Welcome to the former mining town of Desperation, Nevada. Population: one crazy, possessed mean-ass sumbitch sherrif. And the occasional dead body. And assorted crows and wild dogs. And whoever that crazy, possessed sumbitch sherrif Collie Entragian (Perlman) picks up on the outskirts of town and throws into his pokey.
That's pretty much the setup for Desperation, which is certainly not one of Stephen King's finest hours — neither the book nor this cut-down TV movie from America's ABC network. Now I'm a long-time King fan, but most of the adapatations of his work just don't live up to the words he puts on the pages of his books, even the lesser ones. This particular one is directed by King's mate and sometimes collaborator Mick Garris (Sleepwalkers, The Stand, The Shining) and while it has its moments, Desperation is, for the most part, just a standard, unoriginal horror flick — with a religious theme that's laid on so thick that it gets annoying after the first 10 minutes.
It begins with Mary (Gish) and Peter (Thomas) Jackson driving through the Nevada desert when they are pulled over over by Entragian, who finds a bag of weed in the boot of the car (gee, I wonder if he planted it). When the sherrif (who has begun acting quite strange) gets them back to the station, he kills Peter and throws Mary into the lockup with a bunch of other folks he's gathered up. Yada yada yada, long story short, it turns out that the cop is possessed by an evil spirit named Tak, which a mining company inadvertently released from a mineshaft (thanks for the environmental message, guys). It becomes a classic good-versus-evil battle thanks to a boy named David (Hoboucha), who claims he can talk to God. Right.

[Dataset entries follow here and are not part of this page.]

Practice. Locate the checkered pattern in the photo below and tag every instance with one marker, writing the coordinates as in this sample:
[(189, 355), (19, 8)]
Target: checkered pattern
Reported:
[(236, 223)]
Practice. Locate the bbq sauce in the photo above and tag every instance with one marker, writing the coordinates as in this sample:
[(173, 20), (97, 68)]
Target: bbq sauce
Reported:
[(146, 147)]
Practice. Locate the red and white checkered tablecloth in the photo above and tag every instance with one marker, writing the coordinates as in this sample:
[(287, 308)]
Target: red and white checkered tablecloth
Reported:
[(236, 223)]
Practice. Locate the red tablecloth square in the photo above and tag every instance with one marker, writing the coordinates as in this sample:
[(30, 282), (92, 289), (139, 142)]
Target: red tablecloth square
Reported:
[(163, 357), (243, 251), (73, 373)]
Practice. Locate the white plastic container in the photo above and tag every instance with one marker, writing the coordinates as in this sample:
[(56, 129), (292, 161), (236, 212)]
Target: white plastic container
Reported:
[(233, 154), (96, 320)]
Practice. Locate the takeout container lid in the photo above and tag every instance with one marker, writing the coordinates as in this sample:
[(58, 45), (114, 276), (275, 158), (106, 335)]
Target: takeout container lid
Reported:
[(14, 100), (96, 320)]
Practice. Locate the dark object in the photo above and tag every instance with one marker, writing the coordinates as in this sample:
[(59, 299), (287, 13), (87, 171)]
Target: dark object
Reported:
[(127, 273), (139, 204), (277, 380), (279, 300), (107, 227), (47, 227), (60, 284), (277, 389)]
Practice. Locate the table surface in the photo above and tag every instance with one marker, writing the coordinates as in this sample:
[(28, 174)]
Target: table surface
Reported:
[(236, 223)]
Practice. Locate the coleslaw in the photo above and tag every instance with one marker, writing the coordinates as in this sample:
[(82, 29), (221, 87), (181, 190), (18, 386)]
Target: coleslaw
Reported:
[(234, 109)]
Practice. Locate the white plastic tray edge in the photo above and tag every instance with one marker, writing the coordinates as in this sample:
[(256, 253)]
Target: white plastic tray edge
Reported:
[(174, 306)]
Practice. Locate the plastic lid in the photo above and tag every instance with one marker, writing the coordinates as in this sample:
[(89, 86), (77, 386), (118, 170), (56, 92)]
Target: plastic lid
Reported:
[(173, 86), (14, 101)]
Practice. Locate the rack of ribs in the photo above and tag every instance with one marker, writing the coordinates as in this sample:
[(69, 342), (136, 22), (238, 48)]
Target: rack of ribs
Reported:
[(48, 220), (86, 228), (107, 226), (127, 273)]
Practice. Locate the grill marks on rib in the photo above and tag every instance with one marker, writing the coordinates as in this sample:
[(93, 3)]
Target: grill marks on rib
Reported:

For a TV movie, Desperation has a decent amount of blood and gore (severed limbs, pens in eyeballs, etc) and a surprisingly decent cast. But one gets the feeling that these days the studios will make anything with King's name on it, whether or not it's any good. The best adapations of Steve's work so far are The Shawshank Redemption, Stand By Me and Misery. The worst are Children of The Corn and The Lawnmower Man. Desperation falls somewhere in the middle.
EXTRAS None. Which is a crying shame, because the Region 1 DVD has a commentary from Garris, Perlman and producer Mark Sennet. There's also a making-of featurette that includes an interview with King and Garris. But none of that stuff appears on this Region 2 version — and one has to wonder why not?